Acting Tourism Minister Marlene Kairouz said the government was listening to local operators and tourism boards in response to immediate problems and to develop a longer-term strategy.
“The bushfires have had a devastating impact in East Gippsland and the north-east and tourism operators are doing it hard,” she said. ‘’In East Gippsland, we are working closely with the shire council and efforts to re-stimulate the local economy are at the forefront of our thinking.”
The state government yesterday confirmed that the East Gippsland fires had burnt about 900,000 hectares.
East Gippsland is the worst-affected of the Gippsland region, but local mayor John White said it was too early to determine the extent of the losses.
He feared some less well-established tourism businesses might struggle to survive the fires.
“The tourism industry has taken a really big hit. There’s absolutely no doubt about that,” he said.
But Cr White said he was confident tourists would return when the region was safe.
The council has set up a relief agency that tomorrow will begin work to help people affected by bushfires to get access to support packages, he said. Cr White hoped this program would help determine how many businesses were suffering from the fires.

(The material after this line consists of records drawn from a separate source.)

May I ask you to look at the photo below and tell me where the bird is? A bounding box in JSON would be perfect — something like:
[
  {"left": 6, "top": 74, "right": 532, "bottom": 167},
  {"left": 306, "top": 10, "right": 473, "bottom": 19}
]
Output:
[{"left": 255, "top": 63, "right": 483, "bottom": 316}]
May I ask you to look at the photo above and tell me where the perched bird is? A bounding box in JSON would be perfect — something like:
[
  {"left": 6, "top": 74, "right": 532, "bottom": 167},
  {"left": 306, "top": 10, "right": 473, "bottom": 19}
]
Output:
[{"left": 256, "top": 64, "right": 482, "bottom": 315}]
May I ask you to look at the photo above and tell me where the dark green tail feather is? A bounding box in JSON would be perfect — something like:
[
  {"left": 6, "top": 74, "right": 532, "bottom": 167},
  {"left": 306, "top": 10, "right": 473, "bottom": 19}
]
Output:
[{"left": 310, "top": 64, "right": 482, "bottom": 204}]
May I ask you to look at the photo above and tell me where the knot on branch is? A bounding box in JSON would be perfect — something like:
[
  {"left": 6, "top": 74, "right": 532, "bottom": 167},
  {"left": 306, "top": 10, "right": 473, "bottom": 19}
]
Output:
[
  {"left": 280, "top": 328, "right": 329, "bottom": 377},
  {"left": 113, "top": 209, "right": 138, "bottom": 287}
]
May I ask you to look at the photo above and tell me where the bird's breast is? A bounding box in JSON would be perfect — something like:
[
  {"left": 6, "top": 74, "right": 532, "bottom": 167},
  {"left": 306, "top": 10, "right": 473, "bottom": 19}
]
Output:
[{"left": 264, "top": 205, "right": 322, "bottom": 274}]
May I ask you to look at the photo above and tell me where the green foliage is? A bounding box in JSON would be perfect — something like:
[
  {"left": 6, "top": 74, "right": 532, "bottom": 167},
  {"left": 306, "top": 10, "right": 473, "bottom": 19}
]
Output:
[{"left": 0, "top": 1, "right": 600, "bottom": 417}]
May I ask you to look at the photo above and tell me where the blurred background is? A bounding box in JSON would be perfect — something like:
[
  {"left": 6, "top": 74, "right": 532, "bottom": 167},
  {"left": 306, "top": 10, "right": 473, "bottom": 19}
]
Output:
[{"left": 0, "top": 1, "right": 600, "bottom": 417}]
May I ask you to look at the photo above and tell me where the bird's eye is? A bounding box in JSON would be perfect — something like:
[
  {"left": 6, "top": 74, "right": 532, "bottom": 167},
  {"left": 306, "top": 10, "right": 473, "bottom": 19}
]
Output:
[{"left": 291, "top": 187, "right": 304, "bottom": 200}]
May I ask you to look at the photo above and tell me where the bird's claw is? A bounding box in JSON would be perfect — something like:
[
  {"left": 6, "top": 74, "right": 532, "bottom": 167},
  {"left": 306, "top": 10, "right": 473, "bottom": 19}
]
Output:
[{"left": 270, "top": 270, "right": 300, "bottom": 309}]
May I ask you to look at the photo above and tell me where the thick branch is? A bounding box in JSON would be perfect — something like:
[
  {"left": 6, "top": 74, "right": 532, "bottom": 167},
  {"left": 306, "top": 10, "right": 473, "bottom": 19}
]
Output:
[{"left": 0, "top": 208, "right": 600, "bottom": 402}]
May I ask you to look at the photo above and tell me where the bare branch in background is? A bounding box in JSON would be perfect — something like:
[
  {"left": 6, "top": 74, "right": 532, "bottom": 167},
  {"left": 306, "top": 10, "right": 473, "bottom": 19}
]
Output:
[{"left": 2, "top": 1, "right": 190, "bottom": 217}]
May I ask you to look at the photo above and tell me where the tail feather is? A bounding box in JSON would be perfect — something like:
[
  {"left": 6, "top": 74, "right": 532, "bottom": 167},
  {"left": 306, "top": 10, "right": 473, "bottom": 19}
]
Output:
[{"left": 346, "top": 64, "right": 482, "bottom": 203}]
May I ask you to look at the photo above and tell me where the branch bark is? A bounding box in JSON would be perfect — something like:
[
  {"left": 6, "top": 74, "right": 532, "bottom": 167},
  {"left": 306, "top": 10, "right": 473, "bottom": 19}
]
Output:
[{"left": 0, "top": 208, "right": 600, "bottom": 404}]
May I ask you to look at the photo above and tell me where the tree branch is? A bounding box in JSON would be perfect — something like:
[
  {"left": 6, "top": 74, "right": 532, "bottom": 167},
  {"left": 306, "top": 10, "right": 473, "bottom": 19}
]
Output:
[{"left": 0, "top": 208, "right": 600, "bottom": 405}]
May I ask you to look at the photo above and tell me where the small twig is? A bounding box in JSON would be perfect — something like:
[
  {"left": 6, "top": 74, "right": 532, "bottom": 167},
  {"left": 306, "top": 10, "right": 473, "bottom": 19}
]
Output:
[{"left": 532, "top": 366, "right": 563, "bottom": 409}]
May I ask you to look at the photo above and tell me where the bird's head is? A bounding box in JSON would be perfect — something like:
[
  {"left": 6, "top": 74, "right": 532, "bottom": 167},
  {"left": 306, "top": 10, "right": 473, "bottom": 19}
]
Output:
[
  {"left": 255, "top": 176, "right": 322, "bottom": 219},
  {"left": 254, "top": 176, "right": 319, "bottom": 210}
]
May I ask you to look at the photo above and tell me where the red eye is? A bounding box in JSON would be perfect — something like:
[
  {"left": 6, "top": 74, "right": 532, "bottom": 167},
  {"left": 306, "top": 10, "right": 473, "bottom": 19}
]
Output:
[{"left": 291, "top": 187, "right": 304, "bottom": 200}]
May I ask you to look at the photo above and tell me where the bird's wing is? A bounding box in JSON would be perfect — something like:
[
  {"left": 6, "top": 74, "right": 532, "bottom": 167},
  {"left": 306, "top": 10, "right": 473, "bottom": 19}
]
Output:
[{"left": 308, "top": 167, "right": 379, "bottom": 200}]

Tourism board Destination Gippsland has also established a response and recovery group to deal with the fires damage. The group’s chief executive, Terry Robinson, said much of Gippsland was unaffected by the fires. He said people could book now and travel later if they were concerned about safety but wanted to support the tourism sector.

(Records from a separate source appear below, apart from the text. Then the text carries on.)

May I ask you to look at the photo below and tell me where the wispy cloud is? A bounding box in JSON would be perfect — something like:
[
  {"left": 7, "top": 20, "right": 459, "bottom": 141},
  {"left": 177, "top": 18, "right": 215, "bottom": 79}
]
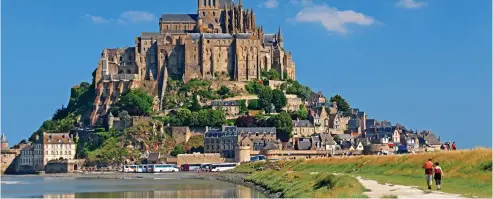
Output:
[
  {"left": 264, "top": 0, "right": 279, "bottom": 8},
  {"left": 291, "top": 0, "right": 313, "bottom": 6},
  {"left": 295, "top": 4, "right": 378, "bottom": 35},
  {"left": 84, "top": 11, "right": 155, "bottom": 24},
  {"left": 396, "top": 0, "right": 427, "bottom": 9},
  {"left": 85, "top": 14, "right": 109, "bottom": 24},
  {"left": 117, "top": 11, "right": 154, "bottom": 24}
]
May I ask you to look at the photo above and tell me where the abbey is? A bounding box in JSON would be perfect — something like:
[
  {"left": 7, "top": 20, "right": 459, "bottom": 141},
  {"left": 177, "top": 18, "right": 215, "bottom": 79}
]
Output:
[{"left": 91, "top": 0, "right": 295, "bottom": 124}]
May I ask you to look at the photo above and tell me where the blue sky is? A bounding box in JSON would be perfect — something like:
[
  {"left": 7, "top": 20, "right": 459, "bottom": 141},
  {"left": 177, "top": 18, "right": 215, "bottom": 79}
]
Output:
[{"left": 1, "top": 0, "right": 492, "bottom": 148}]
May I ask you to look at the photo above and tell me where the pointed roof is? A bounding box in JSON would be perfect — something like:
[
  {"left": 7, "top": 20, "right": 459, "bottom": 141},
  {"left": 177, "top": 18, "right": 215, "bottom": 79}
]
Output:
[
  {"left": 277, "top": 26, "right": 283, "bottom": 42},
  {"left": 1, "top": 133, "right": 7, "bottom": 143}
]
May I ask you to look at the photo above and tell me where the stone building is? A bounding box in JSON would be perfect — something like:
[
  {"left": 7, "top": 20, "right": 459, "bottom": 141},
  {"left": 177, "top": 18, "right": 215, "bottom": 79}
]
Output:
[
  {"left": 0, "top": 133, "right": 19, "bottom": 174},
  {"left": 170, "top": 126, "right": 192, "bottom": 144},
  {"left": 91, "top": 0, "right": 295, "bottom": 125},
  {"left": 211, "top": 101, "right": 240, "bottom": 116},
  {"left": 18, "top": 132, "right": 77, "bottom": 171},
  {"left": 291, "top": 120, "right": 315, "bottom": 144},
  {"left": 283, "top": 94, "right": 303, "bottom": 111},
  {"left": 204, "top": 126, "right": 277, "bottom": 158},
  {"left": 311, "top": 106, "right": 330, "bottom": 132}
]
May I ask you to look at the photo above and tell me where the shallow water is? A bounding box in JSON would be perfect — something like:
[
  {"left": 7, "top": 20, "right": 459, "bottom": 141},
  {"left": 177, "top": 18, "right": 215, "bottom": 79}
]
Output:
[{"left": 1, "top": 176, "right": 265, "bottom": 198}]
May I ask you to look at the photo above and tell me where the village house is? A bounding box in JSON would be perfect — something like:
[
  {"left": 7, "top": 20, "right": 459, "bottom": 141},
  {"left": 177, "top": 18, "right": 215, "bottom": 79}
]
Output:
[
  {"left": 307, "top": 91, "right": 327, "bottom": 107},
  {"left": 0, "top": 133, "right": 19, "bottom": 174},
  {"left": 310, "top": 106, "right": 329, "bottom": 132},
  {"left": 283, "top": 94, "right": 303, "bottom": 112},
  {"left": 211, "top": 101, "right": 240, "bottom": 116},
  {"left": 328, "top": 113, "right": 350, "bottom": 135},
  {"left": 18, "top": 132, "right": 76, "bottom": 172},
  {"left": 291, "top": 120, "right": 315, "bottom": 143},
  {"left": 204, "top": 126, "right": 277, "bottom": 158}
]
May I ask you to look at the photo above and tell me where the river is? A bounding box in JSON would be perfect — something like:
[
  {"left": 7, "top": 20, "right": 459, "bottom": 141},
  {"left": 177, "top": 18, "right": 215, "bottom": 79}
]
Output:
[{"left": 1, "top": 172, "right": 265, "bottom": 198}]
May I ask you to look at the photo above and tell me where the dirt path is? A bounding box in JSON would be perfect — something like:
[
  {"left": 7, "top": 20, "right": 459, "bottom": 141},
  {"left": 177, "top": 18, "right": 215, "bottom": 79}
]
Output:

Leongatha Caravan Park co-owner Victor Boscoe said many customers had cancelled their bookings even though the nearest fires were more than 200 kilometres away.
Business had declined particularly among international travellers who stopped by the park in their camper vans, he said.

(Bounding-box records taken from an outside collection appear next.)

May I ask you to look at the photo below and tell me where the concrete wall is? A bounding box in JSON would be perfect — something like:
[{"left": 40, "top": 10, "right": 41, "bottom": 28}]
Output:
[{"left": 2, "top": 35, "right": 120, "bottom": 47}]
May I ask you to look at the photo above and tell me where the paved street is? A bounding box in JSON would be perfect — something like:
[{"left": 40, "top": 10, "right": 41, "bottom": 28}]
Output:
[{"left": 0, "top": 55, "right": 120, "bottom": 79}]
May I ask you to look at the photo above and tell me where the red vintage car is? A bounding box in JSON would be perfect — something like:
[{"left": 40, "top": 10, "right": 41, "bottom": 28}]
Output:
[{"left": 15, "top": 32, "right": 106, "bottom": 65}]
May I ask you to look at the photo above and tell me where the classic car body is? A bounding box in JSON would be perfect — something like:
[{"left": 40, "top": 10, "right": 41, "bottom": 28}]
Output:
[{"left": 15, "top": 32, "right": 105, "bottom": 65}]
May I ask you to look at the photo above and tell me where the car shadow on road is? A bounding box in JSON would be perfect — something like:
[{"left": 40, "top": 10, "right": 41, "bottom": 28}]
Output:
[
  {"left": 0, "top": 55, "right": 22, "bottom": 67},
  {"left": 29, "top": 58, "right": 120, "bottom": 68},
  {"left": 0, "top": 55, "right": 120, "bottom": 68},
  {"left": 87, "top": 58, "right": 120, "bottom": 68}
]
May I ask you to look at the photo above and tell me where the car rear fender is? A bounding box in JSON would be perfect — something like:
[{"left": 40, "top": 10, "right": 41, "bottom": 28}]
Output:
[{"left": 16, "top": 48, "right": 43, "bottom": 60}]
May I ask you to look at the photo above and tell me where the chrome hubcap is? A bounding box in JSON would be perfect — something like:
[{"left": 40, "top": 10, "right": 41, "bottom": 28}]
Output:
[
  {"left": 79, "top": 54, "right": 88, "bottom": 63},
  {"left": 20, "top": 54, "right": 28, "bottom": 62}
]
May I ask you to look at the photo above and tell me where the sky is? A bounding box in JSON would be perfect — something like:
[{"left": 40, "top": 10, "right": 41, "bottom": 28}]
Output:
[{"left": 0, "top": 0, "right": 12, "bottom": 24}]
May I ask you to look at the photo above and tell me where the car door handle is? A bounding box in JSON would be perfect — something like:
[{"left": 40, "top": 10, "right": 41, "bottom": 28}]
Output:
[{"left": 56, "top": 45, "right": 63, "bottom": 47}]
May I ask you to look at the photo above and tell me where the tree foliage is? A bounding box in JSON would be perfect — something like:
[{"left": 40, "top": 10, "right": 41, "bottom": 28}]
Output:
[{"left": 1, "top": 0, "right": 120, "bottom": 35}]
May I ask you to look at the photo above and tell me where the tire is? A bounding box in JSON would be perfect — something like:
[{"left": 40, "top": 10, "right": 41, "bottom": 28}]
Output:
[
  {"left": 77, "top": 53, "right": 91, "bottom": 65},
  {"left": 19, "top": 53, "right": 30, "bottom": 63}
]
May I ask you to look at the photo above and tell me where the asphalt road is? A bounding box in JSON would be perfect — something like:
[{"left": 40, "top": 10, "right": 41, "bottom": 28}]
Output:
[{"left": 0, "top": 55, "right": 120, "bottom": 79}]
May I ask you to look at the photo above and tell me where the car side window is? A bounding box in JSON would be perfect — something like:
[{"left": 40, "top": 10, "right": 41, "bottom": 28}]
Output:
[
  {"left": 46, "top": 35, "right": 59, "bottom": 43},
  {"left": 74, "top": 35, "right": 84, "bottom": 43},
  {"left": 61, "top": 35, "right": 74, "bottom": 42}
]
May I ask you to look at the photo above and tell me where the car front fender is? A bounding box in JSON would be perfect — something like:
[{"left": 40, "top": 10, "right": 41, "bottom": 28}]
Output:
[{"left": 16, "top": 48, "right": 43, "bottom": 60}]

“That has really slowed right down,” he said.
Mr Boscoe said only three of the park’s 35 spots were currently occupied.
At Wilsons Promontory, Promhills Cabins owner Angela Taylor said until now there had not been a January vacancy at her business since she began running it 13 years ago. She said her business, which includes five cabins, was nowhere near the East Gippsland fires.
While the cabins were currently full there were no new bookings for later this month.
She said other local businesses and tourism operators also were suffering.
“Everyone I’ve spoken to has had a downturn,” she said. “Everyone is feeling this.”
Loch Sport Caravan Park co-owner Raymond Johnson said his business had been “dramatically” affected by the bushfires even though it had not come under direct threat.
Mr Johnson was quick to point out that others in the region were suffering far worse, but the fires were having a major financial impact.
He said the camping ground in East Gippsland had about 220 sites but on Saturday there were only about 40 people in the entire park.
Mr Johnson said the local boat ramp would usually be full on a warm January day, but on Saturday there was nobody. “There’s not a car to be seen.”
He insisted the park was not at immediate risk of bushfire but said he understood people who had cancelled their bookings because they feared for their safety.
“They’ve got to feel safe, otherwise it’s not a holiday.”
The Nationals MP for South Gippsland, Danny O’Brien, said tourism operators had reported that people were cancelling holiday plans for fear of fires and smoke.
“Gippsland is a big place and the fires are hundreds of kilometres from South Gippsland,” he said.
He urged holidaymakers to check with their accommodation providers if they had safety concerns.
“We don’t need the areas that aren’t affected to be economically impacted as well.”